How a deadly substance may someday cure you of cancer

The first 30 minutes of Dr. Ron Oremland’s SNARL (Sierra Nevada Aquatic Research Lab) lecture on Tuesday transported listeners back to a high school or college chemistry class. For those of us who weren’t any good at chemistry, eyes began to glaze over and the mind began to wander as the “professor” discussed the periodic table, electrons, and redox reactions, just as he had in our teenage years.

Thankfully, Dr. Oremland, a Senior Research Scientist for the U.S. Geologic Survey (USGS), seemed to understand that his audience wasn’t full of biochemists. He worked some comedic relief into his talk, at times gesturing wildly, speaking with a Brooklyn accent and making bawdy references to the deadly effects of arsenic (the main topic of his lecture) in order to hold the interest of everyone in the room while conveying the facts.

Dr. Oremland’s talk on “Arsenic and the Meaning of Life” kicked off the annual lecture series presented by the Sierra Nevada Aquatic Research Lab (SNARL). Each spring, SNARL hosts about a half dozen lectures for the public at the Green Church at the intersection of Benton Crossing Rd. and Highway 395 at the south end of the airport runway. Each lecture is free and lasts about an hour. Lectures are always presented by the top brass in scientific fields. Dr. Oremland, for example, worked side by side with Dr. Felise Wolfe-Simon, guiding her during the discovery of the bacteria in Mono Lake that is able to use arsenic instead of phosphorous to survive. The discovery received a lot of attention when Wolfe-Simon held a press conference with NASA to explain the findings on Dec. 2, 2010.

During the second half of his lecture, when Dr. Oremland moved away from the scientific elements and electrons, he explained that the bacterium found in Mono Lake was not a new organism. Halomonas, or the bacteria that can make do with arsenic rather than phosphorous, has been found before. GFAJ, as the microbe in Mono Lake was named, is a strain of Halomonas.

“The way the information was disseminated upset a lot of people, but we stand by our results,” Dr. Oremland said, referring to the media storm that followed Wolfe-Simon’s press conference, which led to the release of a lot of misinformation and a lot of criticism from other scientists.

Dr. Oremland explained the experiment in very simple terms. “I told Wolfe-Simon to test the bacteria by either removing phosphorous and replacing it with arsenic or removing oxygen and replacing it with selenium,” he said. “Replace it and see what crawls out.”

For those chemistry buffs, phosphorous would be replaced by arsenic and oxygen by selenium because of the way these elements line up on the periodic table. The scientists chose to try the phosphorous replacement with arsenic.

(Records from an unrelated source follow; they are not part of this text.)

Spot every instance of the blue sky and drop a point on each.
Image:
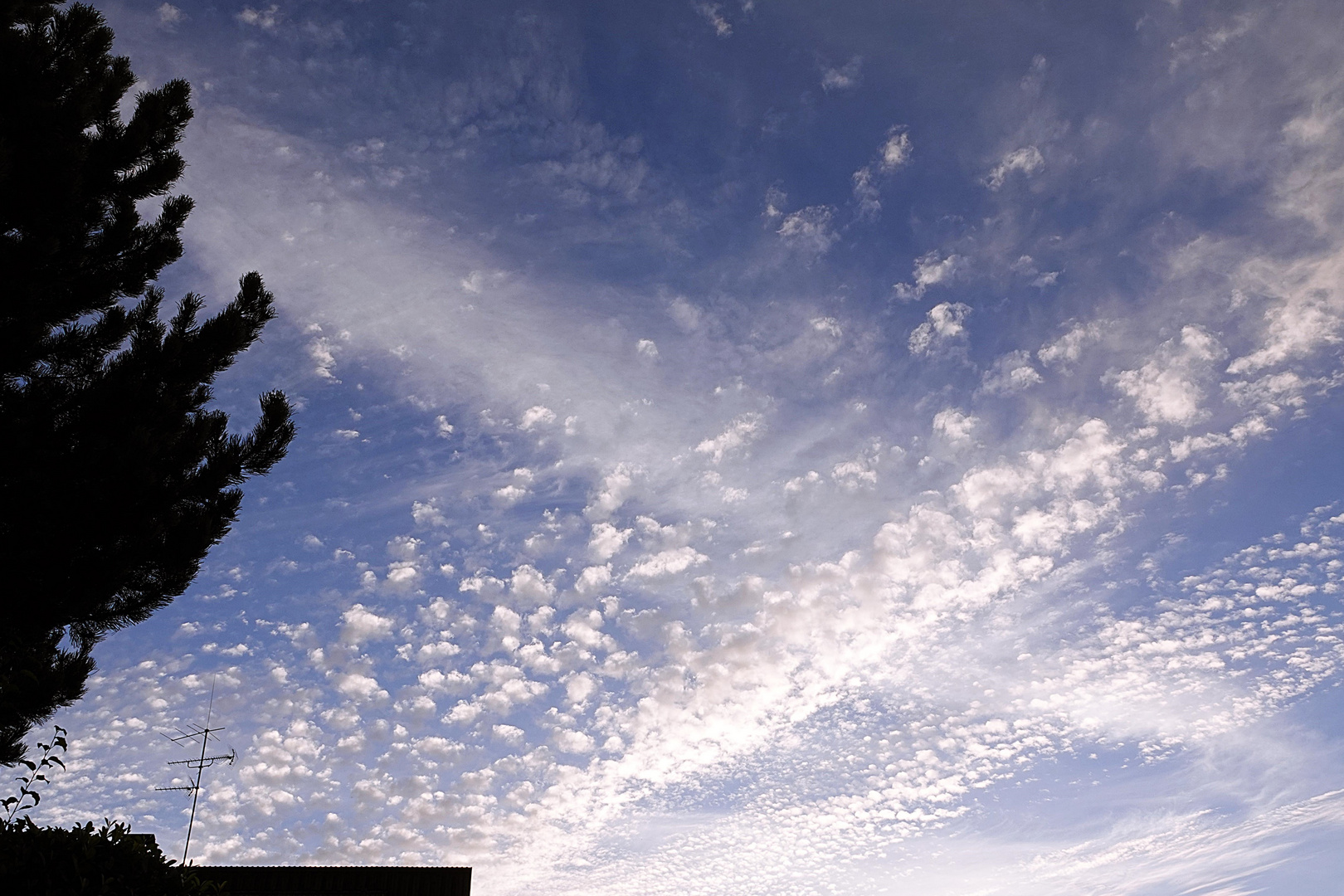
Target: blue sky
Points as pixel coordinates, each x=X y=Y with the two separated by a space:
x=765 y=448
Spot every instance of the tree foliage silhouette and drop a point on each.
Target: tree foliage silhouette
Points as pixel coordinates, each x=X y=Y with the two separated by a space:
x=116 y=477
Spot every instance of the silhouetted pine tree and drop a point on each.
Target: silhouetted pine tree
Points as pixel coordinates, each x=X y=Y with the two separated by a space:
x=114 y=477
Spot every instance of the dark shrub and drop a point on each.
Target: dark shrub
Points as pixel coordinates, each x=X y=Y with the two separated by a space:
x=90 y=861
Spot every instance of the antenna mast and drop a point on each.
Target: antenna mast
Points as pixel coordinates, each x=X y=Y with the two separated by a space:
x=197 y=765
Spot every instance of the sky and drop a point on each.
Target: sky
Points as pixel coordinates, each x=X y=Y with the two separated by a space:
x=762 y=448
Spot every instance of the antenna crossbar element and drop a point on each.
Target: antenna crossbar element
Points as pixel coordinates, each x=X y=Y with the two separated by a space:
x=197 y=763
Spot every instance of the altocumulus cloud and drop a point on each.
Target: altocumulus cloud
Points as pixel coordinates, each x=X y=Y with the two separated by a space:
x=672 y=543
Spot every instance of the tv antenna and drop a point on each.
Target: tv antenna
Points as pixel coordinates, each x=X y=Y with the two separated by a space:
x=197 y=765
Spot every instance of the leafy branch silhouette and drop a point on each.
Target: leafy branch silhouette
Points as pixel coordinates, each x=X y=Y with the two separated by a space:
x=37 y=772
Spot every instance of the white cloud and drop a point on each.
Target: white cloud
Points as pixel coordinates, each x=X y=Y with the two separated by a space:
x=360 y=624
x=713 y=14
x=606 y=542
x=1069 y=347
x=1170 y=388
x=945 y=324
x=843 y=78
x=265 y=19
x=953 y=425
x=1010 y=373
x=535 y=416
x=741 y=431
x=808 y=230
x=667 y=563
x=894 y=153
x=930 y=269
x=1025 y=160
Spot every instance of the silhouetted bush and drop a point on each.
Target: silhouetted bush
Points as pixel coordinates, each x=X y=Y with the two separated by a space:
x=90 y=861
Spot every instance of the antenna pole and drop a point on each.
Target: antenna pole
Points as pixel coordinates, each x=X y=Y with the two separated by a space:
x=201 y=770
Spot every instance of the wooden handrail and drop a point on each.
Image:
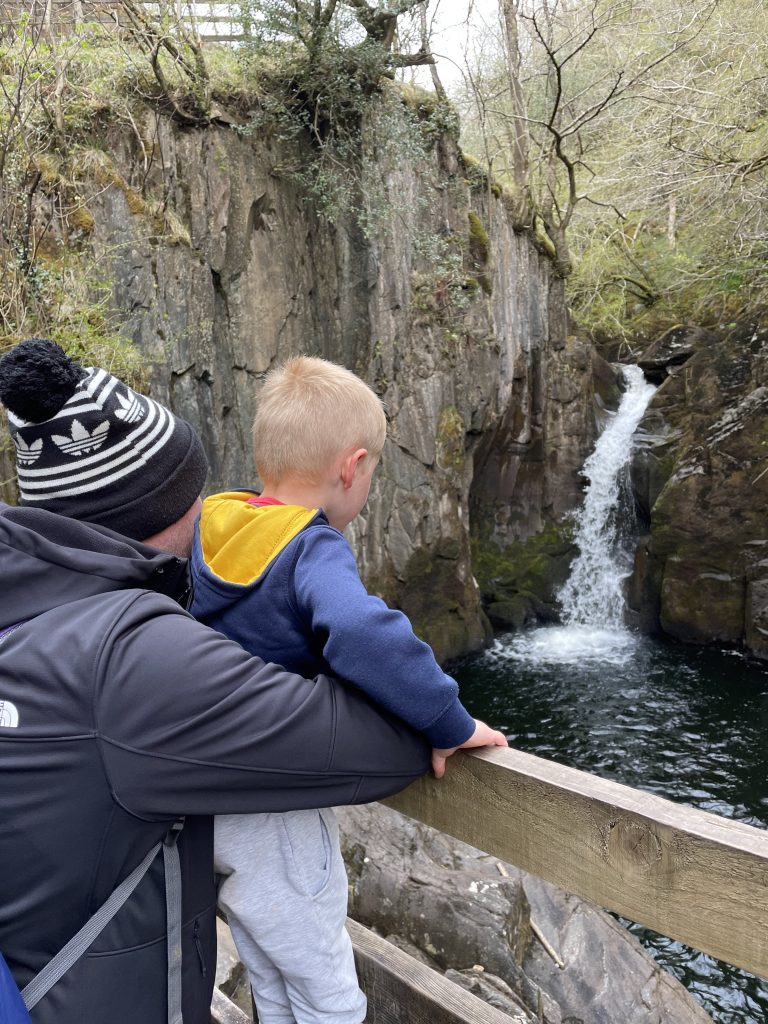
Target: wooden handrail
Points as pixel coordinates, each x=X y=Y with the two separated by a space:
x=689 y=875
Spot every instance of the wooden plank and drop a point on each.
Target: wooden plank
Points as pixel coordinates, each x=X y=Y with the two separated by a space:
x=223 y=1011
x=401 y=990
x=691 y=876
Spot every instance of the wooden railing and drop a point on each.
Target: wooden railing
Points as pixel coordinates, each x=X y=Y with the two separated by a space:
x=684 y=872
x=689 y=875
x=211 y=22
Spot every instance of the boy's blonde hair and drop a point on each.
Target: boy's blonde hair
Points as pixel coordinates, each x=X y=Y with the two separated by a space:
x=309 y=411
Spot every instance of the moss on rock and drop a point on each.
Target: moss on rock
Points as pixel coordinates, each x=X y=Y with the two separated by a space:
x=519 y=583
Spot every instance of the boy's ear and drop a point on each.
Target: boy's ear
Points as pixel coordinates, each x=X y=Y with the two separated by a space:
x=349 y=466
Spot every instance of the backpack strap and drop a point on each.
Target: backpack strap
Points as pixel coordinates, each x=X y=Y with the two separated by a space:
x=66 y=957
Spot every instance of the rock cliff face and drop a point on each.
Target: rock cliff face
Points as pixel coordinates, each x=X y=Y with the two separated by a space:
x=701 y=474
x=453 y=315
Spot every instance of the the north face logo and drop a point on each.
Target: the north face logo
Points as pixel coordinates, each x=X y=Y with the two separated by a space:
x=8 y=715
x=82 y=441
x=28 y=454
x=131 y=411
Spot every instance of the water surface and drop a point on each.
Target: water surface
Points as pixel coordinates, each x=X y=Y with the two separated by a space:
x=688 y=724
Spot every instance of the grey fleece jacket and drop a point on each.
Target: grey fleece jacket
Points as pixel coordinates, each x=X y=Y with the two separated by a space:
x=118 y=713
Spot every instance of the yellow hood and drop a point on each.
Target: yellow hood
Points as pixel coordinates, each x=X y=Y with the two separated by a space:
x=239 y=541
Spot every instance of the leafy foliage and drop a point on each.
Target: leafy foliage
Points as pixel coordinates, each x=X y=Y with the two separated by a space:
x=649 y=143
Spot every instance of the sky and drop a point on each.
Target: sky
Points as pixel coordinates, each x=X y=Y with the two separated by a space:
x=457 y=25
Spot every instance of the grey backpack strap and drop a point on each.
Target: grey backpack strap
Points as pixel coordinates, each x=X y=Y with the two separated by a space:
x=173 y=921
x=66 y=957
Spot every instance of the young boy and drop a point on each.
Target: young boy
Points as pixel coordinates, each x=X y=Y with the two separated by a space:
x=274 y=572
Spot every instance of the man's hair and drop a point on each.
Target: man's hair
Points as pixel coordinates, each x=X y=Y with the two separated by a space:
x=309 y=411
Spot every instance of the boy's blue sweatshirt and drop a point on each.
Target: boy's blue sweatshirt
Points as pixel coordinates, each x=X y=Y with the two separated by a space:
x=283 y=583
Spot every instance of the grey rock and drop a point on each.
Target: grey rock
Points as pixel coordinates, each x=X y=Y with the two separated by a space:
x=469 y=913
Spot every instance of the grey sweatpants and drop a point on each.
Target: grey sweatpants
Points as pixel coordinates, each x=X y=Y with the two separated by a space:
x=285 y=894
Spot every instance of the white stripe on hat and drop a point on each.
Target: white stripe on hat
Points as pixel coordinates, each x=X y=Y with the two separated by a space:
x=154 y=410
x=101 y=481
x=131 y=448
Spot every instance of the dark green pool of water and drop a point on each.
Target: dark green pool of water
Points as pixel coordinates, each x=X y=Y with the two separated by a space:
x=688 y=724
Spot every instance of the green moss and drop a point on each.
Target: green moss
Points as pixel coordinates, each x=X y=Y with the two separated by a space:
x=522 y=579
x=479 y=251
x=81 y=219
x=450 y=439
x=543 y=239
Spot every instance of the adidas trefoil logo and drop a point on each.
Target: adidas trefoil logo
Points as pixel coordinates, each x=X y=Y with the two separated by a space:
x=131 y=411
x=82 y=441
x=28 y=454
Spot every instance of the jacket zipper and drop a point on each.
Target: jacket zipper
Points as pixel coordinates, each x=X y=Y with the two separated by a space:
x=199 y=947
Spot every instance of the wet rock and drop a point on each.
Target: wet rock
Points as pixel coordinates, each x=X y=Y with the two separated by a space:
x=515 y=940
x=672 y=349
x=700 y=471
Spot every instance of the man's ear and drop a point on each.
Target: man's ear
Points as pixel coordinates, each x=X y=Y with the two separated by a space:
x=349 y=466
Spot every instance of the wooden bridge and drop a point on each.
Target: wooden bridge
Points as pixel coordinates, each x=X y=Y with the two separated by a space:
x=686 y=873
x=211 y=20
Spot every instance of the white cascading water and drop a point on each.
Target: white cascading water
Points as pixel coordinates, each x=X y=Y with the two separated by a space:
x=592 y=599
x=593 y=595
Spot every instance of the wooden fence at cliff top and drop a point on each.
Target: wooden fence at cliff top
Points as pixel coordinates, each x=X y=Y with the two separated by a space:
x=211 y=22
x=686 y=873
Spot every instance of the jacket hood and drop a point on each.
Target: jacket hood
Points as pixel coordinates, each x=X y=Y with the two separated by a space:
x=239 y=541
x=48 y=560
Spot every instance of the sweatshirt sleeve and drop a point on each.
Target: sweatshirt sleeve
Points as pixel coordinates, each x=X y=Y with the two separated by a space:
x=371 y=645
x=189 y=723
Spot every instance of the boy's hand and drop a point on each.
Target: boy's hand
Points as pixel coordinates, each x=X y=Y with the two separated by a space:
x=482 y=736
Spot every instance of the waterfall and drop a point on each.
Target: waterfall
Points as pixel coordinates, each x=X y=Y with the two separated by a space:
x=593 y=594
x=592 y=599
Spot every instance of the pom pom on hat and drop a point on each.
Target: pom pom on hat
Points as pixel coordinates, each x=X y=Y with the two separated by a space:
x=89 y=448
x=38 y=378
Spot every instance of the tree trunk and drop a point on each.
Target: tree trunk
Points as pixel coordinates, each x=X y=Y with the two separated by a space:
x=517 y=128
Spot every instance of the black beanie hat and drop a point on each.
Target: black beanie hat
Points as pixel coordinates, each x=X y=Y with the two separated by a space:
x=89 y=448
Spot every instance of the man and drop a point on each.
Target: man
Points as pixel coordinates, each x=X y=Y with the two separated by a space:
x=119 y=713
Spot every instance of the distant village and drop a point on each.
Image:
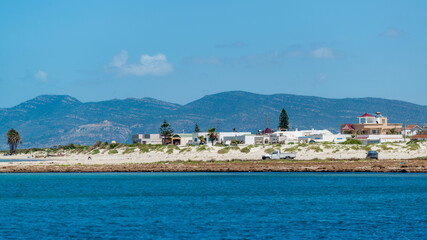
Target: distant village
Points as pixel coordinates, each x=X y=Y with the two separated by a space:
x=369 y=129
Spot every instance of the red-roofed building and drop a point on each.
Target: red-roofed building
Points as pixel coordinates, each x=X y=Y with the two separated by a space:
x=267 y=131
x=369 y=124
x=419 y=137
x=411 y=130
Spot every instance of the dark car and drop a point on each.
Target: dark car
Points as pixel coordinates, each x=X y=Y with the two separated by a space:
x=372 y=155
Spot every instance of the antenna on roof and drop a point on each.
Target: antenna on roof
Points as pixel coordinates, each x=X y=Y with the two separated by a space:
x=266 y=121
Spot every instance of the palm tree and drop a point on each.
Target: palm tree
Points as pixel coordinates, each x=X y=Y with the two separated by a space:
x=13 y=140
x=212 y=135
x=166 y=131
x=202 y=140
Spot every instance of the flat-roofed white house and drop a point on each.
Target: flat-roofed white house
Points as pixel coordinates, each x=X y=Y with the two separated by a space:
x=411 y=130
x=223 y=137
x=147 y=138
x=374 y=138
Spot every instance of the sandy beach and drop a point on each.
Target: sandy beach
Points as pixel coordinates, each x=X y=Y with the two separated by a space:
x=314 y=157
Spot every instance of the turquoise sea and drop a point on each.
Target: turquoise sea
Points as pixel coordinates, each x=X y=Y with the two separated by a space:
x=213 y=206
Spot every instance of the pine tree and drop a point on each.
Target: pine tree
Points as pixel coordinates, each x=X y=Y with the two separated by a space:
x=212 y=135
x=283 y=120
x=13 y=140
x=165 y=131
x=196 y=129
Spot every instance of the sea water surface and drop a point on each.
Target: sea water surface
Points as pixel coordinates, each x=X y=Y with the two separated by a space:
x=213 y=205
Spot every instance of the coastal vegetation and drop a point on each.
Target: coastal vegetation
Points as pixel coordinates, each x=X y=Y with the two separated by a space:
x=324 y=150
x=13 y=140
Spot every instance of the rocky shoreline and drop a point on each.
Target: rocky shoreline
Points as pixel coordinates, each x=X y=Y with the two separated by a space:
x=416 y=166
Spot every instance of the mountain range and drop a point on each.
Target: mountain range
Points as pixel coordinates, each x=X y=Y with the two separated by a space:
x=50 y=120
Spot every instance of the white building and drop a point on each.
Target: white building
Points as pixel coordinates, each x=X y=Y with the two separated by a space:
x=374 y=138
x=147 y=138
x=307 y=136
x=223 y=137
x=411 y=130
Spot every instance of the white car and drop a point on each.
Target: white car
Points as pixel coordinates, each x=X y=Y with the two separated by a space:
x=278 y=155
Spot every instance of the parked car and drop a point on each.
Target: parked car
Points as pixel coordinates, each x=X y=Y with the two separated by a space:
x=372 y=155
x=278 y=155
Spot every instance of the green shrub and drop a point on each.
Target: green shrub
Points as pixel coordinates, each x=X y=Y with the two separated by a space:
x=114 y=151
x=185 y=150
x=224 y=150
x=128 y=150
x=245 y=149
x=269 y=150
x=202 y=148
x=292 y=149
x=412 y=145
x=315 y=148
x=384 y=147
x=173 y=147
x=351 y=141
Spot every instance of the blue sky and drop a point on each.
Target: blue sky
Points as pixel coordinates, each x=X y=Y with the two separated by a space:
x=179 y=51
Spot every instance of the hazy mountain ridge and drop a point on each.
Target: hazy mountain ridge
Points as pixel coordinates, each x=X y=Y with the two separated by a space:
x=50 y=120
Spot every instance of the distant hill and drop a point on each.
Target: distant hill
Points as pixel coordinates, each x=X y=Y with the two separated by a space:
x=50 y=120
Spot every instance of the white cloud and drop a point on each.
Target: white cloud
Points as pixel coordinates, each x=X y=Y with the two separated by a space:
x=393 y=33
x=323 y=52
x=41 y=76
x=204 y=60
x=149 y=65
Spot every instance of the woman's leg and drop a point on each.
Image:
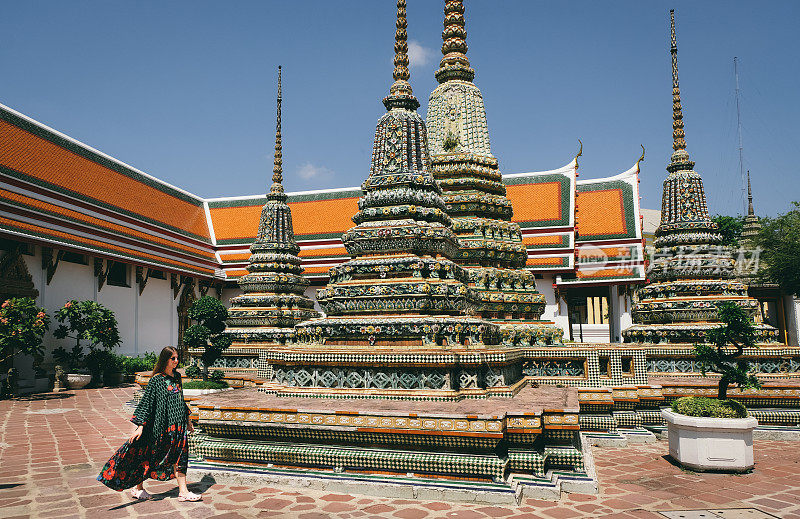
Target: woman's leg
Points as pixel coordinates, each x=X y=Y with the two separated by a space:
x=181 y=477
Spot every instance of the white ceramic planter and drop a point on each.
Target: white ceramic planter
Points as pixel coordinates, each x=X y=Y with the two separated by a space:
x=702 y=443
x=78 y=380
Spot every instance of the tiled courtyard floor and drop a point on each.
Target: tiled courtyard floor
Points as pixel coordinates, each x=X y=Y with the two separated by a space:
x=52 y=447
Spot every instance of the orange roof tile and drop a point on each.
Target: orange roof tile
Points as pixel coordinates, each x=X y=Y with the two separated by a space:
x=535 y=202
x=69 y=172
x=601 y=213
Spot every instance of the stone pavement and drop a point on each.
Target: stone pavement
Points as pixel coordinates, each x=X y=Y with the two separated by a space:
x=52 y=446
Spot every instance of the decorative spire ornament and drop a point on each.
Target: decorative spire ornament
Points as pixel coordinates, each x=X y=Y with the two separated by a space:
x=680 y=158
x=276 y=190
x=272 y=299
x=454 y=64
x=401 y=288
x=691 y=271
x=490 y=244
x=400 y=94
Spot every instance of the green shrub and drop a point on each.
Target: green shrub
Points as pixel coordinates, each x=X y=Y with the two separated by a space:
x=22 y=326
x=709 y=407
x=193 y=371
x=204 y=384
x=133 y=365
x=207 y=334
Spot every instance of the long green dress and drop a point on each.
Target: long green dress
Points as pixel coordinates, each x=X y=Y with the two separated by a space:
x=163 y=443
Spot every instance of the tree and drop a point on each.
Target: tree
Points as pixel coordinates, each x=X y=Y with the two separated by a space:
x=208 y=332
x=22 y=327
x=730 y=227
x=86 y=321
x=779 y=240
x=738 y=331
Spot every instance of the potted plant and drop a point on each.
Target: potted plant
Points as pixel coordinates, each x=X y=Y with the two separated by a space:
x=96 y=325
x=113 y=370
x=22 y=327
x=133 y=365
x=716 y=433
x=207 y=333
x=71 y=370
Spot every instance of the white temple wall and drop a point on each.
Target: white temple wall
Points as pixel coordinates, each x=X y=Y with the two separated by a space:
x=153 y=329
x=122 y=301
x=146 y=323
x=555 y=311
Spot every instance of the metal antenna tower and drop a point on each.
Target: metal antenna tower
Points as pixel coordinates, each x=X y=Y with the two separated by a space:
x=739 y=127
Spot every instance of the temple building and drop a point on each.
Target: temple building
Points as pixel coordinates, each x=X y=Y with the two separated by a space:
x=76 y=223
x=273 y=299
x=691 y=271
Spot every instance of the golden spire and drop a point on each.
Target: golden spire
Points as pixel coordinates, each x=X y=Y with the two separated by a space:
x=277 y=169
x=454 y=64
x=678 y=142
x=400 y=94
x=680 y=157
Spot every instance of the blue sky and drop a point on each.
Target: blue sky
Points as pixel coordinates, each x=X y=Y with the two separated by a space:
x=185 y=91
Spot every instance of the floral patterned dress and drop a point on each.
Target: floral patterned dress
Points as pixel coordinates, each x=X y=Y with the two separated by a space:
x=163 y=443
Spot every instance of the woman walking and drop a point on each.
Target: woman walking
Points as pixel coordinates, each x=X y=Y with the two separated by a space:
x=159 y=447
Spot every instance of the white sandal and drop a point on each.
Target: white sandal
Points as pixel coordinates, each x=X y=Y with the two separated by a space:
x=140 y=495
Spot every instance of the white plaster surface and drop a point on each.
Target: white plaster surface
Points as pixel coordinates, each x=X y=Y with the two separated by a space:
x=704 y=443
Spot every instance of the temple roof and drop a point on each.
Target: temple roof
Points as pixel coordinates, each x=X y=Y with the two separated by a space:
x=61 y=192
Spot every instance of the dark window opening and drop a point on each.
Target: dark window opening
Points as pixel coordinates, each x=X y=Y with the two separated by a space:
x=74 y=257
x=117 y=274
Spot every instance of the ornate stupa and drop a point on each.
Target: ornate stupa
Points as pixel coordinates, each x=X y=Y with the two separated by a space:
x=691 y=271
x=491 y=251
x=273 y=300
x=401 y=287
x=752 y=224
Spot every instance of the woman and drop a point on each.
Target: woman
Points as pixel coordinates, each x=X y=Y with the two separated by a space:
x=159 y=447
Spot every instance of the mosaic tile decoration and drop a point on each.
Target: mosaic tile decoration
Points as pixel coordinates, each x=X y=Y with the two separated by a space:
x=342 y=458
x=691 y=271
x=491 y=247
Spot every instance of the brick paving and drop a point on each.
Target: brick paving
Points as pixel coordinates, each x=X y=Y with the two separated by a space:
x=52 y=446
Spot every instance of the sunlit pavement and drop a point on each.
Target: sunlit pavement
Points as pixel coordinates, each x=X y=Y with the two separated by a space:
x=52 y=447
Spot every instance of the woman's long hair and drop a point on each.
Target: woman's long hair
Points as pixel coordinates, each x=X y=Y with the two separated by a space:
x=163 y=358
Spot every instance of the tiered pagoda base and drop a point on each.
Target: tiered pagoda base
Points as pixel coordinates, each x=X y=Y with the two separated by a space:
x=530 y=435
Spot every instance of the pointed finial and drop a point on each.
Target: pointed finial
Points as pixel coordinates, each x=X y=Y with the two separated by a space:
x=454 y=64
x=277 y=169
x=400 y=94
x=680 y=157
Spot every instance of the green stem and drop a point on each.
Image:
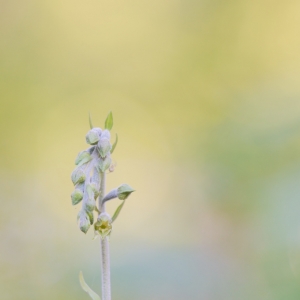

“What we found was that the bacteria with the arsenic doesn’t grow as well as with phosphorous, but it still does pretty well,” Oremland explained. “The bacterium doesn’t grow at all when neither [elements] are present.” He also clarified that when arsenic is substituted for phosphorous in DNA, the genetic code stays the same but the framework changes.

Dr. Oremland then hypothesized on larger implications of arsenic.

“I’m always telling my wife, Fran, not to eat so much lobster because there’s a lot of arsenic in lobster,” Dr. Oremland explained in his jovial tone. “Luckily we pee most of it out.” However, the arsenic in creatures such as lobster made Dr. Oremland question why these animals would be carrying around such a toxic substance in their bodies.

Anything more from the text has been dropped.